Thesis Of Warcraft

By John Walker on July 30th, 2008 at 6:05 pm.

'Excuse me sir, could you answer a few questions?'

Reader Huon Longman got in touch with us, asking if we could help out with his thesis study examining the levels of social support derived by players of MMOs based on the resulting social networking, as well as what effects this has on symptoms of anxiety and depression, stress levels, and overall life satisfaction.

Which seems like an interesting study to us, so why not. If you think you’re a WoW player, and interested, there’s an FAQ all about the project below, along with details of where to get involved.

PARTICIPATE IN RESEARCH
Information for Prospective Participants

The following research activity has been reviewed via QUT arrangements for the conduct of research involving human participation. If you choose to participate, you will be provided with more detailed participant information, including who you can contact if you have any concerns.

The effects of social support derived from online computer games on negative psychological symptoms and life satisfaction.

Research Team Contacts

Huon Longman, Honours student
h.longman@student.qut.edu.au

What is the purpose of the research?

This research is being conducted as part of an Honours thesis at the Queensland University of Technology. The purpose of this research is to examine the levels of social support derived by players of Massively-Multiplayer Online Role Playing Games (MMORPGs) from within, and outside of, MMORPGs, and the effect that this social support has on depressive symptoms, symptoms of anxiety, stress levels and life satisfaction.

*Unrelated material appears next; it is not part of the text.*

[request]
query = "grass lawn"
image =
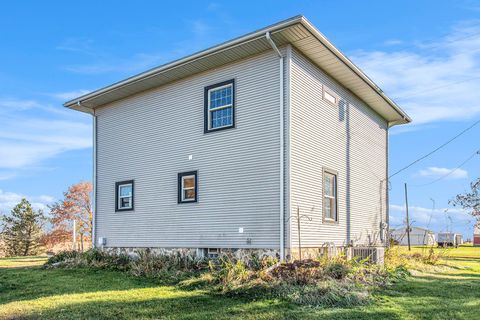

Are you looking for people like me?

The research team is looking for players of the MMORPG “World of Warcraft” over the age of 18 willing to participate in the study.

What will you ask me to do?

Your participation will involve completing an online questionnaire that will ask you general questions about your activities within “World of Warcraft”; general questions about your life outside of “World of Warcraft”; and questions about any symptoms of anxiety, depression and stress that you may be experiencing. It should take no longer than half an hour to complete.

Are there any risks for me in taking part?

The research team does not believe there are any risks for you if you choose to participate in this research, or where risks exist they have been reviewed and suitable plans put in place. It should be noted that if you do agree to participate, you can withdraw from participation at any time during the project without comment or penalty.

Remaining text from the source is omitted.